This afternoon, I did something shameful. Something I shouldn't even admit to. I put on my windbreaker, loaded the pockets with Milk Bones and then drove to the Joslyn Park dog park off Lincoln Boulevard in Santa Monica.
Without a dog.
There, I sat on a bench, leafing through a magazine and waiting for loose dogs — not immoral dogs, mind you, just unleashed ones — to wander into range. Whenever they did — while innocently chasing a ball or an errant Frisbee — I reached out and patted their furry little heads or gave their muzzles a friendly shake. If their owners called out that it was OK, I slipped them a biscuit.
And that's when I realized what had happened to me. A nice, normal guy — well educated and law abiding — I had now undeniably become ... a dog stalker. A puppy lover. I had gone over, in short, to the dog side.
It started a few weeks ago when, in the final capitulation of a bitter divorce (is there any other kind?), I surrendered our 9-year-old black Lab, Becky, to my ex-wife. I did it only with the greatest reluctance and sorrow, but, for reasons too numerous and discouraging to go into, I could no longer care for her.
Now, a writer's life is lonely enough to begin with — sitting by yourself in a room all day, listening to voices in your head — and I guess I didn't realize just how much I would miss having Becky snoozing under the desk, or greeting me at the front door or sprawled on the sofa while I watched "The Real Housewives of Sheboygan" (or wherever else the latest iteration was taking place).
Nor did I know how much shape she gave to my daily schedule. Every morning, Becky needed a walk around the block. Every afternoon, she needed a longer walk in Palisades Park. And every evening, she needed a postprandial stroll to watch the sunset and aid the digestion — hers and mine.
Without her around to stare at me until I'm guilt-tripped into taking her out — and man, could those big, pleading eyes do a job on me — I find that I'm back to my old dog-less, and amorphous, schedule. I get up late, go straight to my desk, start rolling the emails, then burrow down into some book I'm struggling to write, and the next time I look up, it's dusk. I haven't shaved, I haven't gone down to get the mail, I haven't even seen the sun. I'm living like a vampire, without the cool night life.
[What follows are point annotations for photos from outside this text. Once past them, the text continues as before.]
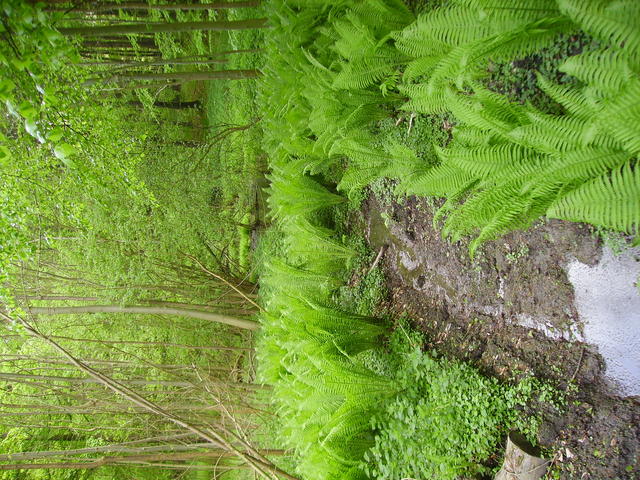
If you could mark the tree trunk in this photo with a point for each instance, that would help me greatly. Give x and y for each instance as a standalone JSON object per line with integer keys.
{"x": 165, "y": 27}
{"x": 107, "y": 7}
{"x": 176, "y": 76}
{"x": 212, "y": 317}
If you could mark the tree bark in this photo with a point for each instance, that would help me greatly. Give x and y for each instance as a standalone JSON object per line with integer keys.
{"x": 212, "y": 317}
{"x": 165, "y": 27}
{"x": 176, "y": 6}
{"x": 176, "y": 76}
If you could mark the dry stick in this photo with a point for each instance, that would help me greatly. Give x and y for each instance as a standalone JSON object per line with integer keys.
{"x": 225, "y": 25}
{"x": 200, "y": 315}
{"x": 211, "y": 436}
{"x": 222, "y": 279}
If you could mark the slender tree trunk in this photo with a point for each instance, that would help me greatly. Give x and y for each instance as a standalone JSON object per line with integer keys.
{"x": 23, "y": 377}
{"x": 108, "y": 7}
{"x": 141, "y": 344}
{"x": 212, "y": 317}
{"x": 176, "y": 76}
{"x": 220, "y": 436}
{"x": 165, "y": 27}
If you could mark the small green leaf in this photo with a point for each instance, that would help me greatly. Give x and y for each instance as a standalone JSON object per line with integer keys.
{"x": 63, "y": 151}
{"x": 55, "y": 134}
{"x": 6, "y": 87}
{"x": 32, "y": 129}
{"x": 5, "y": 154}
{"x": 27, "y": 110}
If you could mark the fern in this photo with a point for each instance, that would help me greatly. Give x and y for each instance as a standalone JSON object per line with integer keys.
{"x": 611, "y": 200}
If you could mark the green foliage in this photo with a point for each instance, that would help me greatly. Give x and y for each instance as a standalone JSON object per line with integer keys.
{"x": 446, "y": 420}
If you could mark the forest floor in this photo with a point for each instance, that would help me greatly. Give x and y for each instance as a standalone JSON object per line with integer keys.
{"x": 512, "y": 312}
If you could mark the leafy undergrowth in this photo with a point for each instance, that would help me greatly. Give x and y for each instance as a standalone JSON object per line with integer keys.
{"x": 334, "y": 73}
{"x": 447, "y": 420}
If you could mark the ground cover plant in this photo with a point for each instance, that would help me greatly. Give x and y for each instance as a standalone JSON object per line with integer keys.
{"x": 334, "y": 71}
{"x": 130, "y": 221}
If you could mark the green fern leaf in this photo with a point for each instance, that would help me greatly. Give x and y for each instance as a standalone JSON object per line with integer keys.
{"x": 611, "y": 201}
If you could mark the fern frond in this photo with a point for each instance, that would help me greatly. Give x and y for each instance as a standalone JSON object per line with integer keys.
{"x": 439, "y": 181}
{"x": 611, "y": 201}
{"x": 484, "y": 162}
{"x": 575, "y": 168}
{"x": 613, "y": 21}
{"x": 419, "y": 67}
{"x": 571, "y": 98}
{"x": 620, "y": 116}
{"x": 607, "y": 70}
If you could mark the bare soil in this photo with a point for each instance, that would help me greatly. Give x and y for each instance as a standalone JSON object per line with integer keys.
{"x": 511, "y": 313}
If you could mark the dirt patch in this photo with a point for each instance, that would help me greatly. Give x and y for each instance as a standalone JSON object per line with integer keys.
{"x": 511, "y": 312}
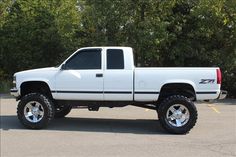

Nor am I sleeping well. After my wife forever vacated her side of the bed, Becky wasted no time spreading herself out. By morning, she had inevitably colonized the whole thing, and I would find myself sleeping on a sliver of the mattress, twisted like a pretzel and clinging to the sheet with my fingernails.
When we awoke, she'd roll over on her back, paws in the air, so that I could give her the first belly rub of the day, and then she'd lead me down the stairs, her tail wagging like a metronome, for our kibble and coffee. It wasn't an exciting life, but it had its rhythms, and writers live by creating their own routines. As Flaubert once wrote, "Be regular and orderly in your life like a bourgeois, so that you can be violent and original in your work." Of course, if living a monotonous life were any guarantee of artistic success, I'd have won the Nobel Prize by now.
And those old habits do indeed die hard — I still instinctively reach for the leash when I'm about to go out the door, and I still have plastic bags in all my pockets. I'm still tempted to put my empty yogurt containers on the floor so she can lick the residue. (She used to sport a telltale, and adorable, little white ring around her nose by the time she was done.) And last night, when I was still half-asleep and in a stupor, I found myself reaching out toward the left side of the bed, to pet what I thought was a curled-up Becky. But it wasn't. It was just a pair of black jeans I had thrown on the blanket instead of hanging them up in the closet.
But you know what? I did what fiction writers do all day anyway — I played make-believe, and I petted them just the same.
Robert Masello is a novelist living in Santa Monica.